Sperimentare con 2 o 3 treni va bene, ma con 20 …
Un esempio è la previsione di acquistare 21 treni a idrogeno completi delle infrastrutture e di 7 stazioni di rifornimento. “È una scelta che in questa scala non convince”, fanno notare gli specialisti dell’associazione ambientalista, “visto che oggi è una tecnologia ancora costosa e inefficiente, con idrogeno prodotto da fonti fossili”, vale a dire il cosiddetto ‘idrogeno grigio’, ancora molto inquinante e generatore di CO2 nella sua creazione, mentre quello ‘blu’ (che prevede cattura e stoccaggio della CO2 prodotta) e ‘verde’ (generato con elettrolisi usando energia rinnovabile senza emissioni) sono ancora presenti ai minimi termini.

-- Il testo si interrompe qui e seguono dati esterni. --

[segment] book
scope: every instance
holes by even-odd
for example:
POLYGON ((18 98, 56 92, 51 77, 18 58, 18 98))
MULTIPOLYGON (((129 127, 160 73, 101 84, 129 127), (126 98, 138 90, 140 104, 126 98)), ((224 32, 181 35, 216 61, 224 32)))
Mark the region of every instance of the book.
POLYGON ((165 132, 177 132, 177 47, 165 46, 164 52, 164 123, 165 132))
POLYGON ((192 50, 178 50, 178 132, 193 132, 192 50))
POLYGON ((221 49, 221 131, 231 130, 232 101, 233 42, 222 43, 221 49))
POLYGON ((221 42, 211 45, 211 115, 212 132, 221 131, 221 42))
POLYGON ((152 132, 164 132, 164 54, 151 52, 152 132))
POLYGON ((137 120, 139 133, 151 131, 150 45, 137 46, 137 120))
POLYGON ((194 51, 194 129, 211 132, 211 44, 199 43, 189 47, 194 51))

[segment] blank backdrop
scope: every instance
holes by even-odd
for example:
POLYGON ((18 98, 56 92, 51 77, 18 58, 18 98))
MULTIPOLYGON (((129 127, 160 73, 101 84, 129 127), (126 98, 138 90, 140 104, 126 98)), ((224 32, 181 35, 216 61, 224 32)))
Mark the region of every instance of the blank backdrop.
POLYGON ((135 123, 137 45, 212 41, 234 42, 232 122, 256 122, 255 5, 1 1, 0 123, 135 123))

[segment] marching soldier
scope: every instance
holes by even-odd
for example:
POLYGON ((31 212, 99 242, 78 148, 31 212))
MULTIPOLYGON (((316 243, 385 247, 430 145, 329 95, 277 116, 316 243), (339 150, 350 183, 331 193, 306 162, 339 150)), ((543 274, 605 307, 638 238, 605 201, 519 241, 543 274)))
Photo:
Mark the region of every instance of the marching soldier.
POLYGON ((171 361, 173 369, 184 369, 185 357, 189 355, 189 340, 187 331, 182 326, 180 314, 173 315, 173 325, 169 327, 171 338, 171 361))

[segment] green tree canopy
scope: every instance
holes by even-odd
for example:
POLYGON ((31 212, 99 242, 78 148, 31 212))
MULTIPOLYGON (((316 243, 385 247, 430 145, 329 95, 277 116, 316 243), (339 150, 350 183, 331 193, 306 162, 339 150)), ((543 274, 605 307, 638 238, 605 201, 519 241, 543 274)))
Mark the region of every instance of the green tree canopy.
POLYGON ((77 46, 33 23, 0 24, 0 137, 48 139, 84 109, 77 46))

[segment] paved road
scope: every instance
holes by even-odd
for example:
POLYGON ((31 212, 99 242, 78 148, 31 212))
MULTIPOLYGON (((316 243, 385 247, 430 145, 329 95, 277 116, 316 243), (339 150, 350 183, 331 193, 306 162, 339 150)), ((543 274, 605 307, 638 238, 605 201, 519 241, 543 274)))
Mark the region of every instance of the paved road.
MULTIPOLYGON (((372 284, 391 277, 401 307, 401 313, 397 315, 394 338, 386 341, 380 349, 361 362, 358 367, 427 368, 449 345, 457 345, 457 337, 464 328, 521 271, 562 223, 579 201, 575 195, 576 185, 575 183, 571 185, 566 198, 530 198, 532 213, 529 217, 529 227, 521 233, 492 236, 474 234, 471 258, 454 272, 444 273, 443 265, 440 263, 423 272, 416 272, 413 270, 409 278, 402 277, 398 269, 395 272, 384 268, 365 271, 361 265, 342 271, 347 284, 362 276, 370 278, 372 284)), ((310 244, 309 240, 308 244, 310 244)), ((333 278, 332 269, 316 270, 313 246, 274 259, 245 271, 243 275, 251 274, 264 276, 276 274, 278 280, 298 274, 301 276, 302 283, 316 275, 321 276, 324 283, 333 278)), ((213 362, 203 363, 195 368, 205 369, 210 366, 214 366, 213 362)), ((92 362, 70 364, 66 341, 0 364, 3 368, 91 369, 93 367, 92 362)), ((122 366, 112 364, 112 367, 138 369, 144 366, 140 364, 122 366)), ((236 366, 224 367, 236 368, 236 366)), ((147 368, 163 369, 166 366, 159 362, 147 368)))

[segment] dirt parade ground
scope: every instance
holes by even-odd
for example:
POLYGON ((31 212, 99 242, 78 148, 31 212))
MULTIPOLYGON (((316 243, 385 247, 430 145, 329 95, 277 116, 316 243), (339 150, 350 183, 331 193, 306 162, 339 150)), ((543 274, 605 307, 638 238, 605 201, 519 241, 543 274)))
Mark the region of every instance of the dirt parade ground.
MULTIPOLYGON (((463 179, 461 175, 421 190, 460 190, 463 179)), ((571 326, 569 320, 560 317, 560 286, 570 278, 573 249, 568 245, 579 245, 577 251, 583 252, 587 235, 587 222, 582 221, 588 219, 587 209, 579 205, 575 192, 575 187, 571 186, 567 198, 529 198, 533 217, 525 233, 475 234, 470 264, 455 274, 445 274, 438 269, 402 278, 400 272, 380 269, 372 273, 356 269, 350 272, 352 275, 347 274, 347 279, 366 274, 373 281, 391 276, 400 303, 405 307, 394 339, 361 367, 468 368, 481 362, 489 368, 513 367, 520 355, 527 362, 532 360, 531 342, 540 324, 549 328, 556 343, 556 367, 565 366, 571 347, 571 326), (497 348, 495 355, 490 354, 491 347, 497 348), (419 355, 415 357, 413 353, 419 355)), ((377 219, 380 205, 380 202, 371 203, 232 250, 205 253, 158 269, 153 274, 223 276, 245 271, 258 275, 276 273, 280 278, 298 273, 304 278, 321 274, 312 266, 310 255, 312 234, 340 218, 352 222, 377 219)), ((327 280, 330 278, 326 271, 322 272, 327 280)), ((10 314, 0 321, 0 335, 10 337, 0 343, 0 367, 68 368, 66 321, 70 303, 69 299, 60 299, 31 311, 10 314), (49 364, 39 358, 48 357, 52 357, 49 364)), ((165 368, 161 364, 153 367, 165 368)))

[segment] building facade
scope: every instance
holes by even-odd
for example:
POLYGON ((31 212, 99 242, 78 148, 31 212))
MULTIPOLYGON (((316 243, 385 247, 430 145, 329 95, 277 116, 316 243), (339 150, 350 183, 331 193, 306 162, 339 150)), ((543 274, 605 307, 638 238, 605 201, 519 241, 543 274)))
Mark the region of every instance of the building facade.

L’osservazione e il ragionamento sulla possibilità di mettere su rotaia una ventina di treni a idrogeno prosegue: “mentre ha senso come sperimentazione su una linea specifica con 2 o 3 treni, vicina a un polo di produzione di idrogeno – che ha problemi di trasporto non indifferenti –, per capire come in futuro potrà essere utilizzato su linee non elettrificabili, ad esempio per i costi di adeguamento di gallerie storiche”.
Meno soldi alle autostrade e più alla decarbonizzazione
Insomma, partire con una sperimentazione ad hoc con pochi treni a idrogeno può essere interessante e sostenibile, ma correre subito comprando oltre 20 treni e sviluppando tutta l’infrastruttura che servirebbe loro, comprese 7 stazioni per il rifornimento di idrogeno, è una scelta, un investimento e una prospettiva che convincono poco anche gli ambientalisti più accesi.
Che non si fermano qui, e fanno un altro appunto ai piani di sviluppo e utilizzo del Recovery Plan applicato al sistema italiano dei trasporti: importanti e utili risorse finanziarie – per oltre un miliardo di euro – si potrebbero poi recuperare anche “dai fondi destinati alle autostrade A24 e A25 (da Roma a L’Aquila e Teramo e da Roma a Pescara) per la digitalizzazione nella gestione dei flussi di traffico, la manutenzione e messa in sicurezza”, perché “una spesa di questa entità non si motiva per un’autostrada a gestione in concessione che, oltretutto, prevede tariffe tra le più alte d’Italia per la manutenzione e gestione dell’opera”. Insomma, vogliamo fare un favore alla mobilità sostenibile e che punta alla decarbonizzazione, o ai gestori delle concessioni autostradali, si chiedono gli ambientalisti, e anche noi.